UC Berkeley

Regenerative medicine is an exciting, rapidly moving field that promises to launch an entirely new industry with an entirely new product: human cells. But biology, as it is currently practiced, is not easily adapted to an industrial scale, where cost-effectiveness, throughput, and quality control are the metrics of success. For regenerative medicine to progress, new technologies must be developed to address some key questions: How can we cost-effectively expand stem cells to industrial scale quantities (on the order of 108 - 1010 per therapeutic dose) while maintaining a homogeneous pluripotent cell phenotype? How can we uniformly differentiate these cells into therapeutic phenotypes and mitigate the risk of teratoma formation? By what metric do we assess the functionality of these cells? How do we assemble these cells into functional tissues for therapy? And how can we automate these processes so that they cost-effectively produce repeatable results. What must ultimately arise is a "cell therapy pipeline" populated with a range of new technologies for stem cell expansion, differentiation, purification, and functional tissue assembly. My graduate work has focused on developing new technologies which address two major challenges currently facing the stem cell field: scalability and robustness.

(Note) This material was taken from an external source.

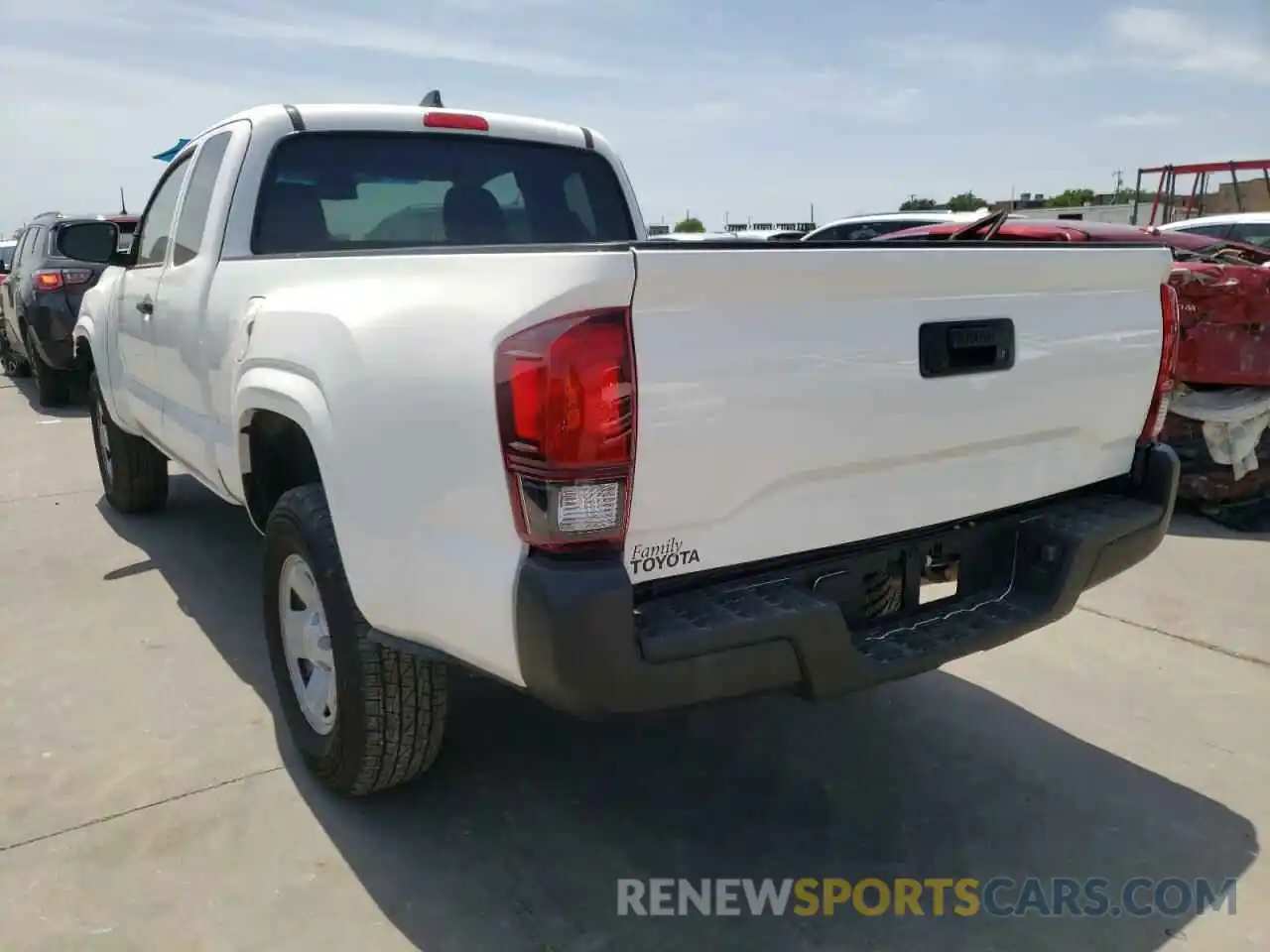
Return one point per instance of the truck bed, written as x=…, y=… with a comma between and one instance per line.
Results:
x=783, y=405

In this dissertation, I introduce electrophysiology-activated cell sorting (EPACS), a label-free, non-genetic method of purifying cells based on a functional response to stimulus (namely, electrophysiology). As many of the cell types relevant for regenerative medicine are electrically-excitable (e.g. cardiomyocytes, neurons, smooth muscle cells), EPACS is well-suited for purifying cells from heterogeneous stem cell progeny in clinical applications without the risk and expense associated with labeling molecules. This concept represents an entirely new approach to cell sorting, in which a cell's functionality is assessed rather than its expression profile or physical characteristics. I present the theoretical underpinnings of EPACS in chapter 2. In chapter 3 I present a system which sorts stem cell derived clusters based on their the evoked extracellular field potential signals. In chapter 4, I present an alternative technique for EPACS which achieves single cell resolution using a non-toxic fluorescent calcium indicator dye. I demonstrate that EPACS is capable of distinguishing undifferentiated human induced pluripotent stem cell clusters (iPSC) from iPSC-derived cardiomyocyte (iPSC-CM) clusters, and that individual HL-1 cardiomyocytes can be distinguished from 3T3 fibroblasts. For these cell sorters, I have developed microfluidic devices with integrated electrodes for electrical stimulation and recording of extracellular field potential signals from cells in flow along with the associated electronic instrumentation and automation software.

In chapter 5, I present a simple method for controlling stem cell colony geometry using a silicone stencil which leads to an improvement in stem cell pluripotency maintenance and a 3-fold increase in cardiomyocyte differentiation yield. Cell colony geometry plays a significant role in cell fate determination, and factors such as colony shape, spacing, and cell density are impossible to control with conventional cell culture techniques. My technique is easily scalable and provides repeatable results across many colonies, making it well-suited for applications in high-throughput screening and industrial cell production.

Finally, I provide detailed protocols for cell culture, EPACS, stencil patterning, and microsystem fabrication in the appendices, and I briefly present two side projects that I have worked on in my graduate career: a point-of-care pathogen genotyping assay for the developing world and a microfabricated cell motility assay which enables controlled studies of 3D cell migration. In the online supplementary accompanying this dissertation, I have uploaded my MATLAB and Labview source code for cell sorting and epifluorescence image analysis.